Saat itu Surya baru pulang dari Yogyakarta. Ia memesan taksi di Bandara Soekarno-Hatta dan menaruh tas berisi sejumlah bukti perkara suap Basuki Hariman di bagasi taksi. Setiba di dekat rumah kos, taksi berhenti karena gang menuju rumah kos Surya tertutup portal.
Surya memutuskan turun dari taksi dan jalan kaki ke kos. Saat itulah seorang pria berjaket gelap menyambar tas ranselnya, kabur dengan sepeda motor.
Seminggu setelah peristiwa itu, 11 April, Novel ketiban petaka.

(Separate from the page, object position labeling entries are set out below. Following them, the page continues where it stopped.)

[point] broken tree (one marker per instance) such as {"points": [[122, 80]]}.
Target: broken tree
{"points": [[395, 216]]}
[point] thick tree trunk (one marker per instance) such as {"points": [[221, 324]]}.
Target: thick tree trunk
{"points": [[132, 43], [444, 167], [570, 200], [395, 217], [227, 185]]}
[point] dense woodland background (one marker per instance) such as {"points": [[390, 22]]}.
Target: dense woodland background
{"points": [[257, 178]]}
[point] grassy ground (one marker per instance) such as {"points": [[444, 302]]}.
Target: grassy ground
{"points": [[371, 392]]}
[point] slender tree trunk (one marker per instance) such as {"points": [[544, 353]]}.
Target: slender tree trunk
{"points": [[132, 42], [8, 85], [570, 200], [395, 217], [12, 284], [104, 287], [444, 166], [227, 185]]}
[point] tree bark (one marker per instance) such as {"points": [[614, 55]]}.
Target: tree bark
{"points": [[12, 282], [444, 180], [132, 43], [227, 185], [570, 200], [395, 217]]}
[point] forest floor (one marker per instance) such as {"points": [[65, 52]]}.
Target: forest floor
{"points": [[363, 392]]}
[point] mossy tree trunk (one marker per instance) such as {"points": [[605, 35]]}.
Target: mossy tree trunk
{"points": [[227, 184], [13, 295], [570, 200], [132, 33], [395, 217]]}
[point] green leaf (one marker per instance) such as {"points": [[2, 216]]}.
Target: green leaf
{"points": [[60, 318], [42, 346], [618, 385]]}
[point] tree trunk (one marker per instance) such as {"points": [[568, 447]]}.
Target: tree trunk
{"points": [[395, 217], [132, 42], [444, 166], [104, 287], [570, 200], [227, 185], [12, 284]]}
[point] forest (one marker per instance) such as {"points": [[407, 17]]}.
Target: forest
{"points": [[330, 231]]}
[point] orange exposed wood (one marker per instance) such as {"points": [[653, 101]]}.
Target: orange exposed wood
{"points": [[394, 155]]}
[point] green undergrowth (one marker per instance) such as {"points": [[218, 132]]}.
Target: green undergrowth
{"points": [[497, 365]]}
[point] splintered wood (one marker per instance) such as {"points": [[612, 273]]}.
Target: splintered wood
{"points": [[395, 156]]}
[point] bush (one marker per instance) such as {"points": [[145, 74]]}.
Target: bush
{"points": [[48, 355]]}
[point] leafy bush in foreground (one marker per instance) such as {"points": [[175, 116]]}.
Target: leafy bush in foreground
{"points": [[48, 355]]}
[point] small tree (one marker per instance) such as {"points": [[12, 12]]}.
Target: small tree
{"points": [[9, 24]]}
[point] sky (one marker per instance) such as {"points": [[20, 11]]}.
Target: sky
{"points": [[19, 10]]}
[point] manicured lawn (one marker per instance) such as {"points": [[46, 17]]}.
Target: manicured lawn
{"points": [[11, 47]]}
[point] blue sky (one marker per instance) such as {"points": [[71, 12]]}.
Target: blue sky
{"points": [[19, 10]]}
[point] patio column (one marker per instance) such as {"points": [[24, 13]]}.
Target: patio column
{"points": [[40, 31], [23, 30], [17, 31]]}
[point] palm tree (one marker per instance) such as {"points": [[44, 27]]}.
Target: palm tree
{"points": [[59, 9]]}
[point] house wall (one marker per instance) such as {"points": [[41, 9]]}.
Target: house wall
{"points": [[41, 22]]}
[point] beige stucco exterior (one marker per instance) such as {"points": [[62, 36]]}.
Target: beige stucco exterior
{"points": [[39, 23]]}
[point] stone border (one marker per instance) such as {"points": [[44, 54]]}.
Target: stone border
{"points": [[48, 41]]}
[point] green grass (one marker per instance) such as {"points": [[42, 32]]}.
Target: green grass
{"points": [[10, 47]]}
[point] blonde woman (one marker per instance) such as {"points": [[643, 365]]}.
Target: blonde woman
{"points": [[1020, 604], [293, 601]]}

Sepulang dari salat subuh di masjid dekat rumahnya, Novel disiram air keras oleh orang tak dikenal. Melukai sebagian wajah dan mata kanannya. Akibatnya, mata kiri Novel nyaris buta.
TGPF dan Serangan kepada Novel
Serangan terhadap Novel Baswedan adalah puncak dari rentetan ancaman terhadapnya.
Sebelumnya, ia pernah diancam akan ditembak; pernah pula ada upaya dikriminalisasi lewat kasus lama ketika bertugas sebagai Kasat Reskrim di Polres Bengkulu.
Kiprah Novel di KPK tergolong berani. Ia mengejar Nunun Nurbaeti, tersangka cek pelawat; ia juga terlibat membongkar kasus simulator SIM Irjen Djoko Susilo; ia memburu koruptor Nazaruddin, bendahara Partai Demokrat.
Peristiwa penyiraman air keras terhadapnya seketika jadi sorotan publik. Polisi langsung responsif mencari pelaku penyerangan.
Namun, hasilnya nihil. Dua tahun kemudian, Kapolri Jendral Tito Karnavian membentuk Tim Gabungan Pencari Fakta (TGPF). Isinya 65 orang dari berbagai elemen, termasuk dari kepolisian dan penggiat HAM. Tim yang diketuai oleh Idham Aziz itu diumumkan pada 8 Januari 2019.
Setelah lebih dari enam bulan bekerja, TGPF tidak menemukan petunjuk pelaku penyerangan terhadap Novel. Laporan TGPF hanya memaparkan dugaan motif, sementara pelaku tetap samar. Anggota TGPF, Nur Cholis, mengatakan sudah mengecek CCTV yang dikumpulkan dari sekitar tempat kejadian perkara. Tapi, tak ada juga petunjuk.